[:id]UIN Walisogo Online, Seamarang- Fakultas Ilmu Sosial dan Ilmu Politik (FISIP) selenggarakan diskusi publik bertajuk Moderasi Islam di Dunia Virtual bertempat di gedung A lantai 3 Aula FISIP Universitas Islam Negeri (UIN) Walisongo Semarang, Jum’at (28/2/2020). Kegiatan ini merupakan rangkain kegiatan dalam menyambut Dies Natalis UIN Walisongo ke 50.
Dalam sambutannya, Wakil Rektor I, Dr. H. M. Mukhsin Jamil, M.Ag mengucapkan terima kasih atas kehadiran Prof. Dr. Nadirsyah Hosen, Ph.D, pengajar di Monash University, Australia yang merupakan narasumber dari kegiatan tersebut.
“saya ucapkan terima kasih atas kehadiran Gus Nadir yang bersedia menjadi narasumber dalam acara ini, semoga bisa memberikan wawasan baru bagi mahasiswa untuk mengatur, memandu serta menengahi komunikasi interaktif, baik yang berbentuk lisan ataupun tulis ditengah maraknya isu radikalisme dan intoleransi beragama”, tuturnya.

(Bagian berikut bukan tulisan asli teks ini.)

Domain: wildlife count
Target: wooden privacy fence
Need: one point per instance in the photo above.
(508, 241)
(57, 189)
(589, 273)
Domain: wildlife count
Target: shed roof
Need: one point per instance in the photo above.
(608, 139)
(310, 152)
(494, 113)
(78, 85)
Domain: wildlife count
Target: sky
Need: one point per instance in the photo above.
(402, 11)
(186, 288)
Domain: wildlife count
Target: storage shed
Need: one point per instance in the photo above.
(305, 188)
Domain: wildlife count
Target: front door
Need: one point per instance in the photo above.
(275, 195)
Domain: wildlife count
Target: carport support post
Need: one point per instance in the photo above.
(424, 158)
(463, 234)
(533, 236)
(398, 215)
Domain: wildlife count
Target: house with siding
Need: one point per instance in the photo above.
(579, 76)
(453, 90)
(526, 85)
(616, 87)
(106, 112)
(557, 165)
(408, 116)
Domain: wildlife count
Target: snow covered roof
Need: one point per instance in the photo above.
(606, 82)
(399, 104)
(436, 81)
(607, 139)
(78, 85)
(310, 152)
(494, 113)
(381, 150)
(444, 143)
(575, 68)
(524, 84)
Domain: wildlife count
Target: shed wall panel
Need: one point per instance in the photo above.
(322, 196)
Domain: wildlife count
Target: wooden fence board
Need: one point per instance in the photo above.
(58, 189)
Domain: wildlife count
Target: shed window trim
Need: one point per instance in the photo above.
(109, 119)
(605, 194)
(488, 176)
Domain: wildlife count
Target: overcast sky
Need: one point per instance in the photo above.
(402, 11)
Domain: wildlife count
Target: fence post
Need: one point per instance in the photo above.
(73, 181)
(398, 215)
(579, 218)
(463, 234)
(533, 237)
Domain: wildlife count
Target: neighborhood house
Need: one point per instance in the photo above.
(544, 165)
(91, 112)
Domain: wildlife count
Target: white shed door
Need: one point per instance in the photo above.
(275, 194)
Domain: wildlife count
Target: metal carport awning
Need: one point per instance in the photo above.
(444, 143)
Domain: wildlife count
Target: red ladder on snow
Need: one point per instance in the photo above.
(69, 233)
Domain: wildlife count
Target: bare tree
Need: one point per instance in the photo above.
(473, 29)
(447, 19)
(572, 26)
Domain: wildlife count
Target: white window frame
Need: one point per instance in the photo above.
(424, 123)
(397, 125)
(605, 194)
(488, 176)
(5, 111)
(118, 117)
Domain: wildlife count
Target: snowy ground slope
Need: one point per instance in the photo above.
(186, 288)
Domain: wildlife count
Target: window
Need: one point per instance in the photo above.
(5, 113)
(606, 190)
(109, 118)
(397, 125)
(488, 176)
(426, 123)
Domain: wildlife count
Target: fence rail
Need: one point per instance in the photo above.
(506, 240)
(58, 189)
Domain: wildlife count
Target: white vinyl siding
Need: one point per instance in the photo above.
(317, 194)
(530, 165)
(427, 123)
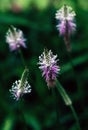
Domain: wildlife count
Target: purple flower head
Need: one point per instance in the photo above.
(15, 38)
(65, 16)
(49, 67)
(21, 86)
(17, 91)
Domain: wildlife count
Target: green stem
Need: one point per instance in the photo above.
(22, 58)
(76, 117)
(68, 102)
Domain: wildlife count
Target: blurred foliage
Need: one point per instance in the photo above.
(40, 110)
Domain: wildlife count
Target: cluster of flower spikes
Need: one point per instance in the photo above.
(47, 61)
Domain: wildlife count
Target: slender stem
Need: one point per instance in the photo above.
(22, 58)
(22, 114)
(75, 116)
(68, 102)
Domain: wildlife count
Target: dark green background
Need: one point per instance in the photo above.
(39, 110)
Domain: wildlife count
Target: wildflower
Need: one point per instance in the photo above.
(49, 67)
(66, 24)
(20, 87)
(15, 38)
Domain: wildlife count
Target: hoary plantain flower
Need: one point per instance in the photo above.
(15, 38)
(21, 86)
(66, 24)
(48, 66)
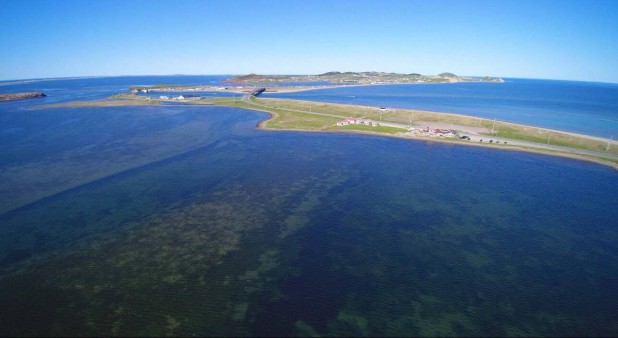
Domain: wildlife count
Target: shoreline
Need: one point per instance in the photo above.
(263, 125)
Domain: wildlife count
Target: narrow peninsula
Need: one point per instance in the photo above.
(20, 96)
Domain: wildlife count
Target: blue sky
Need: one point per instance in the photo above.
(563, 39)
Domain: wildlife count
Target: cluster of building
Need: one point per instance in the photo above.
(432, 132)
(360, 121)
(180, 97)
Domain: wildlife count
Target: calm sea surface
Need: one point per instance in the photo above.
(581, 107)
(185, 220)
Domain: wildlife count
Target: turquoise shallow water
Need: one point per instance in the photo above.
(235, 231)
(582, 107)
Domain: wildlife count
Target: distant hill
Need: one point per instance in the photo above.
(330, 73)
(371, 77)
(448, 75)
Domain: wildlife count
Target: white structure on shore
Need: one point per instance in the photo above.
(360, 121)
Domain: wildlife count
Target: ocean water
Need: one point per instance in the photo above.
(582, 107)
(185, 220)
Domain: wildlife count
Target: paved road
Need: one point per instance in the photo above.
(474, 137)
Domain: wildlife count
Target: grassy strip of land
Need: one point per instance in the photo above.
(320, 116)
(112, 101)
(501, 129)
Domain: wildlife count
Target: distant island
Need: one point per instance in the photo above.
(20, 96)
(359, 78)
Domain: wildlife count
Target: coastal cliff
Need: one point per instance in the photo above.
(20, 96)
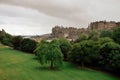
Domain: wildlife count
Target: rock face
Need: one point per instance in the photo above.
(69, 33)
(103, 25)
(73, 33)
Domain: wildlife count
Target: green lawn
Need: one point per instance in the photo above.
(16, 65)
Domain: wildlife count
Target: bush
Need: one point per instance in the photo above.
(106, 33)
(110, 56)
(28, 45)
(6, 41)
(16, 41)
(82, 37)
(65, 46)
(116, 35)
(50, 53)
(85, 53)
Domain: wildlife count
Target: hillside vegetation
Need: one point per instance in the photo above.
(16, 65)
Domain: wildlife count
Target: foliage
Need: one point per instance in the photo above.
(50, 53)
(82, 37)
(65, 46)
(28, 45)
(6, 41)
(104, 40)
(93, 35)
(85, 52)
(5, 38)
(106, 33)
(116, 35)
(110, 56)
(17, 65)
(16, 41)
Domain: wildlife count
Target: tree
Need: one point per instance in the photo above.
(93, 35)
(116, 35)
(6, 41)
(84, 53)
(110, 56)
(50, 53)
(106, 33)
(65, 46)
(16, 41)
(82, 37)
(28, 45)
(104, 40)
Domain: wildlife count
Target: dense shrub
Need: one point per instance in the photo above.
(85, 53)
(6, 41)
(110, 56)
(116, 35)
(28, 45)
(65, 46)
(16, 41)
(50, 53)
(82, 37)
(106, 33)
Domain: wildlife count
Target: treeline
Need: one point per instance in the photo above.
(96, 49)
(17, 42)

Dalam diskusi, Gus yang aktif berselancar di Twitter tersebut menjelaskan tiga indikator dalam melihat seseorang radikal. Pertama, dalam hal keyakinan ia mudah mengkafirkan orang yang berbeda pandangan dengan dirinya. Paham mengkafirkan orang ini lazim dikenal dengan istilah takfiri. Seringkali perbedaan pendapat tersebut tidak menyentuh ranah yang prinsipil (ushuliyah), tetapi hanya sebatas dalam kerangka ubudiyah yang sifatnya furu’ (cabang).

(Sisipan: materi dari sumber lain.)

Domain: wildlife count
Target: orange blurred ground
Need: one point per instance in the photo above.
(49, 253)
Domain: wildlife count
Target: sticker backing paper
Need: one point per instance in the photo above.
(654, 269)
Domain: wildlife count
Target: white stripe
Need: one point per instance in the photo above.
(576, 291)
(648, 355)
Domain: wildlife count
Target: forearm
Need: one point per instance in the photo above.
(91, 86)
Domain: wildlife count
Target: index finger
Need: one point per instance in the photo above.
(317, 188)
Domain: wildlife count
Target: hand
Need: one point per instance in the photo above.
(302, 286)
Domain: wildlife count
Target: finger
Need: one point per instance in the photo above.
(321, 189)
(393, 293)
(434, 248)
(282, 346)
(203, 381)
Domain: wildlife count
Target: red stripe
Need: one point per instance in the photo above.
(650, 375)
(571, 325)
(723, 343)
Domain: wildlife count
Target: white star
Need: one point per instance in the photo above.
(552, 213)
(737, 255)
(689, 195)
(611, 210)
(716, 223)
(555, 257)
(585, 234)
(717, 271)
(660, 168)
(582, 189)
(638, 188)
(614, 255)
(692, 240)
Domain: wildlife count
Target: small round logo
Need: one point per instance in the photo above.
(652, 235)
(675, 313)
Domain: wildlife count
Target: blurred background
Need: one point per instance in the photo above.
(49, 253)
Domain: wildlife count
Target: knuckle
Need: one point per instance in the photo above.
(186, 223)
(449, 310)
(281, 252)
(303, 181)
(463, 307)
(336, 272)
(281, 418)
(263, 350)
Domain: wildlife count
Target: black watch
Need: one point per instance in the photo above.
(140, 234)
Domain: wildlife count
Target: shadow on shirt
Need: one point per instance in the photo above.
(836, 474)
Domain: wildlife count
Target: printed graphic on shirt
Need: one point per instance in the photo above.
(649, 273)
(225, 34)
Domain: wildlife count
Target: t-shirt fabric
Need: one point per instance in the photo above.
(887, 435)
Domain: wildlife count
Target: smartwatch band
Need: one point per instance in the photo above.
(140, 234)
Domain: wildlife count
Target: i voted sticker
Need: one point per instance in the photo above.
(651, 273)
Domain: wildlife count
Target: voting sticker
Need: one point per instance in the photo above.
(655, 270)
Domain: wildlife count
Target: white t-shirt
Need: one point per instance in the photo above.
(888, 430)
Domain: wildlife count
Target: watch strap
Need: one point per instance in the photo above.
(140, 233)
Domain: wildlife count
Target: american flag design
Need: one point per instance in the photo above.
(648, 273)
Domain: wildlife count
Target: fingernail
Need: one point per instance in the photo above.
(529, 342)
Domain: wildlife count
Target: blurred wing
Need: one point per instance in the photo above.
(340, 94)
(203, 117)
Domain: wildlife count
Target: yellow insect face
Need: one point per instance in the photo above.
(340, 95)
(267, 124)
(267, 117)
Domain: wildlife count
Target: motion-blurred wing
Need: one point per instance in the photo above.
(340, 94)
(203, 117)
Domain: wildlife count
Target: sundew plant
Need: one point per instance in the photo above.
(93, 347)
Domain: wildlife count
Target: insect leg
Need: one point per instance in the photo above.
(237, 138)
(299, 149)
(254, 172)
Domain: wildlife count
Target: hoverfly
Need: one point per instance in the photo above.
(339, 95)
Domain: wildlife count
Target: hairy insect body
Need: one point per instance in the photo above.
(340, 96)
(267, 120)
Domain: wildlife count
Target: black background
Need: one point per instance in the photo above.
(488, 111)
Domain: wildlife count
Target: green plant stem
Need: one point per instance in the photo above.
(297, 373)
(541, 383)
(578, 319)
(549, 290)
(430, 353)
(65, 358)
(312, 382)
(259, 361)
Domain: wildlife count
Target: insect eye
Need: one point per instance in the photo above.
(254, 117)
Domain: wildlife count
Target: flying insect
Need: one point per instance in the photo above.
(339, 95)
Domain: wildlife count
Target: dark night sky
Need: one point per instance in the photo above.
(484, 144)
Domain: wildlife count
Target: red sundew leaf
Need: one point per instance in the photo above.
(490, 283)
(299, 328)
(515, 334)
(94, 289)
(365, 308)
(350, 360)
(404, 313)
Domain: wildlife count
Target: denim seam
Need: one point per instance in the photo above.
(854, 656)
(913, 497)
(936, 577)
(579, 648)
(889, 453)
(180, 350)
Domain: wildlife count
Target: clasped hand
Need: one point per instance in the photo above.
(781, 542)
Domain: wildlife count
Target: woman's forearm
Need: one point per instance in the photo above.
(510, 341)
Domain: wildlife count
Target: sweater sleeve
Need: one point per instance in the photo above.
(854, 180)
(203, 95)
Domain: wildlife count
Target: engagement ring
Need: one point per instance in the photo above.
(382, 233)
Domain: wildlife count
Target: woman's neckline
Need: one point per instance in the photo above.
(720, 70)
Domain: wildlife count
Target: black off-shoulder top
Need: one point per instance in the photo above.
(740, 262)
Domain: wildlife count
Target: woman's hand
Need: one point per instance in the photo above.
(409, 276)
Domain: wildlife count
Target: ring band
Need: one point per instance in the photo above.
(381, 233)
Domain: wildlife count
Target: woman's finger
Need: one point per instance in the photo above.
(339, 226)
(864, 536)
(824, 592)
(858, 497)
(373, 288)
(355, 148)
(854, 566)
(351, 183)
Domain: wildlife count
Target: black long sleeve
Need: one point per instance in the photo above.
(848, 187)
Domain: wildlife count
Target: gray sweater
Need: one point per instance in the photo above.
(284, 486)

Kedua, dalam tindakannya ia membunuh orang lain tanpa alasan yang dapat dibenarkan.Orang radikal seringkali merasa terpanggil untuk “berjihad” dengan membunuh sesama muslim maupun sesama manusia yang berbeda agama, tapi masih satu tanah air. Naluri kemanusiaannya tumpul akibat obsesi ingin masuk surga firdaus dengan jalan pintas. Setiap yang berbeda baginya perlu diserang dan dilenyapkan.
Ketiga, radikal adalah mereka yang ingin mengganti dasar negara yang sudah melalui kesepakatan pendiri bangsa yang terdiri dari berbagai elemen. Sistem yang ingin dijadikan sebagai pengganti itu bisa Negara Islam Indonesia (NII), khilafah, atau sistem bernegara lainnya yang di luar kesepakatan yang sudah ada.

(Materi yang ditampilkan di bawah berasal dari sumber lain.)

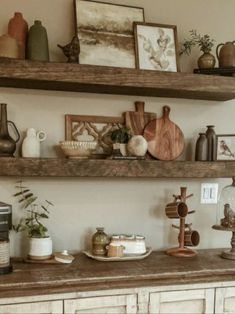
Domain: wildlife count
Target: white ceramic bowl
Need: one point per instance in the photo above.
(74, 149)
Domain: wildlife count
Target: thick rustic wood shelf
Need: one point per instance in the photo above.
(50, 167)
(109, 80)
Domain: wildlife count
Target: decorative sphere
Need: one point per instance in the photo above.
(137, 146)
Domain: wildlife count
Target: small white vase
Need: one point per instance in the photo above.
(31, 143)
(137, 146)
(40, 248)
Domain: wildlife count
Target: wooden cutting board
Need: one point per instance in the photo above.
(137, 120)
(165, 139)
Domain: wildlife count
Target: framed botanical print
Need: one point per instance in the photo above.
(156, 47)
(106, 33)
(225, 147)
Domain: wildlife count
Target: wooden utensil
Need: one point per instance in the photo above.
(165, 139)
(137, 120)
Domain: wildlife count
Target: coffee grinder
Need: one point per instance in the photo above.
(5, 226)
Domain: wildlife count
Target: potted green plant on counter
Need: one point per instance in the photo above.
(40, 243)
(204, 43)
(120, 137)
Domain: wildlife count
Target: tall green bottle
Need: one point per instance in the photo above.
(37, 44)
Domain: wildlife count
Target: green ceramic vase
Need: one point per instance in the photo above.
(37, 45)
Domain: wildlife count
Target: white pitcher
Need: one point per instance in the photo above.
(31, 143)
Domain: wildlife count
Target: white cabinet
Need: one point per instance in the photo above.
(200, 301)
(52, 307)
(120, 304)
(225, 300)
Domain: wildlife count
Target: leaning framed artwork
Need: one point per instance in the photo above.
(93, 129)
(106, 33)
(156, 47)
(225, 147)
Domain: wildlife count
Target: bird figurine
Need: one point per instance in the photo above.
(225, 150)
(72, 50)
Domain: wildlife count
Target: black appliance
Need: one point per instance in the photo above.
(5, 227)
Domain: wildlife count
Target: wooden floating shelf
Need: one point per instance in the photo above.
(110, 80)
(50, 167)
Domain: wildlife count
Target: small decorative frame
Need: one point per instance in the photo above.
(105, 31)
(93, 128)
(225, 147)
(156, 47)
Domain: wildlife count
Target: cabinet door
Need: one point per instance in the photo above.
(199, 301)
(120, 304)
(225, 301)
(52, 307)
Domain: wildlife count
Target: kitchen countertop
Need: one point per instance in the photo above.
(85, 274)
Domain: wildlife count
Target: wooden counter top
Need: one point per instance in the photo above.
(85, 274)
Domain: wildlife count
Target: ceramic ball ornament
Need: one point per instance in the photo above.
(137, 146)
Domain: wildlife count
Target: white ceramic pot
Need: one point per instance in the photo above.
(31, 143)
(137, 146)
(40, 248)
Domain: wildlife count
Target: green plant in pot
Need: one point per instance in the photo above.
(205, 44)
(120, 137)
(40, 243)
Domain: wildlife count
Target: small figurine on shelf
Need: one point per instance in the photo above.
(187, 237)
(72, 50)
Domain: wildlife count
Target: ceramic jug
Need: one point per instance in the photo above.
(31, 143)
(7, 143)
(226, 54)
(9, 47)
(18, 29)
(37, 44)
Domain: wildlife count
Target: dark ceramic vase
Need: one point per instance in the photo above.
(211, 143)
(201, 148)
(206, 61)
(99, 242)
(37, 44)
(18, 29)
(7, 144)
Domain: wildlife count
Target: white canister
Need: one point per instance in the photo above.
(31, 143)
(40, 248)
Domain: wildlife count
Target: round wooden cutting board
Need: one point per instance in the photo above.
(165, 139)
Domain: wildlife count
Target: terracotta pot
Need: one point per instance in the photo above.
(206, 61)
(18, 29)
(9, 47)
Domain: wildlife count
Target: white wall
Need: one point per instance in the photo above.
(120, 205)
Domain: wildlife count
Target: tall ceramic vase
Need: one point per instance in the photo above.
(18, 29)
(37, 45)
(7, 144)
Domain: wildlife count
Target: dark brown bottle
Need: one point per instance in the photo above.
(7, 144)
(201, 148)
(211, 142)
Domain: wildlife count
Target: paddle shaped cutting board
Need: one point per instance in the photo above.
(165, 139)
(137, 120)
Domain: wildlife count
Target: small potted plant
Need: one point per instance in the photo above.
(205, 44)
(120, 137)
(40, 243)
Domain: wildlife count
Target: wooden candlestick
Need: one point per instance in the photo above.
(181, 251)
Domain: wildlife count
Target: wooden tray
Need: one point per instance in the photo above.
(129, 257)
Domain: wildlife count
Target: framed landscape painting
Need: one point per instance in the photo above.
(156, 47)
(106, 33)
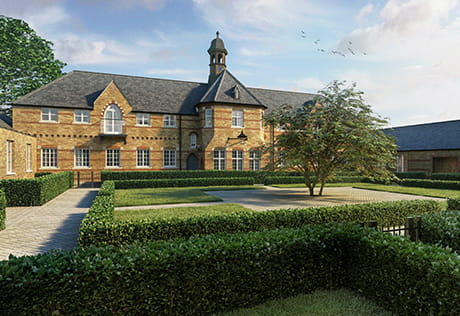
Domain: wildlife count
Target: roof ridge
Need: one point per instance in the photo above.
(136, 76)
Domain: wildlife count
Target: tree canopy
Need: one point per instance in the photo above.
(335, 131)
(26, 60)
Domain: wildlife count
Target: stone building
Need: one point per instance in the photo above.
(98, 121)
(17, 152)
(432, 147)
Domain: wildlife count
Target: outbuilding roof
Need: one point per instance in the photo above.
(79, 89)
(431, 136)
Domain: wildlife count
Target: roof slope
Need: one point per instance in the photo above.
(431, 136)
(79, 89)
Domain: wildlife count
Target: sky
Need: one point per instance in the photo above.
(403, 54)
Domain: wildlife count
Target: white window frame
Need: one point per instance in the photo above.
(112, 158)
(169, 158)
(81, 117)
(238, 118)
(254, 160)
(9, 157)
(169, 121)
(142, 119)
(193, 140)
(82, 158)
(208, 118)
(219, 159)
(49, 158)
(49, 115)
(143, 158)
(28, 157)
(237, 160)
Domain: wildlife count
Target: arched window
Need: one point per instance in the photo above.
(193, 138)
(113, 124)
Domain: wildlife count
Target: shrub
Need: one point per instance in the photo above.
(31, 192)
(103, 230)
(442, 228)
(434, 184)
(453, 204)
(190, 182)
(411, 175)
(205, 275)
(446, 176)
(2, 210)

Tak hanya itu, peran media sosial juga sangat penting di era milenial. Sikap moderat tak cukup kita terapkan dalam dunia nyata, tetapi juga pada dunia virtual. Hal ini dikarenakan interaksi manusia saat ini tak sedikit yang hanya melibatkan dunia digital, media sosial salah satunya.
Lebih lanjut, dengan gaya khas santainya, ia juga mencontohkan perilaku moderasi di era Rasulullah SAW, yakni mengenai kisah perjalanan sahabat mengenai shalat asyar yang dilakukan sahabat di awal waktu karena ragu ketika sampai tempat tujuan akan habis, dan sahabat lainnya yang lebih memilih menunda dulu sampai pada tempat tujuan.
“saat itu Rasullah SAW menerima aduan dari dua sahabat tersebut, dan Rasul tidak menyalahkan keduanya”, jelasnya.
Acara diskusi berlangsung sangat menarik dengan pembawaan narasumber yang lugas dan diselingi beberapa guyonan khas Gus Nadir. (TIM HUMAS).[:]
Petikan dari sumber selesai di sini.